Lalit Thapa

Personal information
- Full name: Lalit Thapa
- Date of birth: 20 December 1984 (age 41)
- Place of birth: Imphal, Manipur, India
- Height: 1.79 m (5 ft 10+1⁄2 in)
- Position: Goalkeeper

Team information
- Current team: Mohammedan (goalkeeping coach)

Senior career*
- Years: Team / Apps / (Gls)
- 2010–2014: Churchill Brothers / 12 / (0)
- 2014: Pune City
- 2015: Sporting Goa / 3 / (0)
- 2015: → Pune City (loan)
- 2016–2019: NEROCA / 40 / (0)
- 2019: Gokulam Kerala

= Lalit Thapa =

Indian footballer

Lalit Thapa is an Indian football coach and former professional player who is the current goalkeeping coach of Mohammedan SC.

==Club career==
Thapa joined Churchill Brothers in 2010. Thapa was critical in Churchill Brothers 2013-14 season, especially in a game against S.C. Goa and the 3-1 win in the Federation's final also against Goa.

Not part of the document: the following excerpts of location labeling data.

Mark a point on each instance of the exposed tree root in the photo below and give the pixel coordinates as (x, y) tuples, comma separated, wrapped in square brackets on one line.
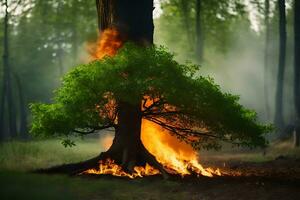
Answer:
[(128, 162)]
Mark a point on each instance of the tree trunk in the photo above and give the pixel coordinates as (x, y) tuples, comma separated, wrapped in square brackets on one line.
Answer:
[(23, 131), (183, 5), (74, 32), (281, 66), (7, 83), (266, 57), (133, 20), (199, 32), (297, 66)]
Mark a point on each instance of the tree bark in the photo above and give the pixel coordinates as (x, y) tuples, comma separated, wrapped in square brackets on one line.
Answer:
[(297, 66), (183, 6), (23, 131), (133, 20), (199, 32), (281, 65), (266, 57), (7, 83)]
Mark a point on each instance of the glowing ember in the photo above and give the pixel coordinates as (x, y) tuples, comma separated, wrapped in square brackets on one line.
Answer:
[(109, 167), (107, 44), (176, 156)]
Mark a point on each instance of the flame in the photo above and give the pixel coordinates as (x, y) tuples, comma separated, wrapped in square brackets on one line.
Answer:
[(109, 167), (178, 157), (108, 43)]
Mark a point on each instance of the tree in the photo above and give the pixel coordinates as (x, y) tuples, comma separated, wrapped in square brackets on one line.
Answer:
[(281, 65), (297, 67), (7, 94), (142, 82), (266, 56), (199, 31), (200, 22)]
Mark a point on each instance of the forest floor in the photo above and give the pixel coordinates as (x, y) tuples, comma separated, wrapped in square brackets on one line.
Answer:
[(248, 175)]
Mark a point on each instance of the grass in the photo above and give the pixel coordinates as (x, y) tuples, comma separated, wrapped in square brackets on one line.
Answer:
[(19, 185), (26, 156), (18, 158)]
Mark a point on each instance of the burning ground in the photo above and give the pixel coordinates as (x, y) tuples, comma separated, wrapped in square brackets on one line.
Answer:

After it was announced that Churchill Brothers would not take part in the 2014–15 I-League Thapa said it was likely that he will join another team in the ISL or IMG. On the AIFF's decision to suspend Churchill Brothers from the league Thapa says "I really don't know what to say [about Churchill Brothers not being in I-League]. There are a lot of players who are contracted with the club," he said."

Then he joined Sporting Clube de Goa later.

In July 2015 Thapa was drafted to play for FC Pune City in the 2015 Indian Super League. He later played for NEROCA.

==International career==
Although born in India Thapa is of Nepalese descent and thus eligible to play for either India or Nepal, although he has not made a senior appearance for either team.

==Personal life==
Thapa is a Nepali Indian. His favorite team is Brazil national football team.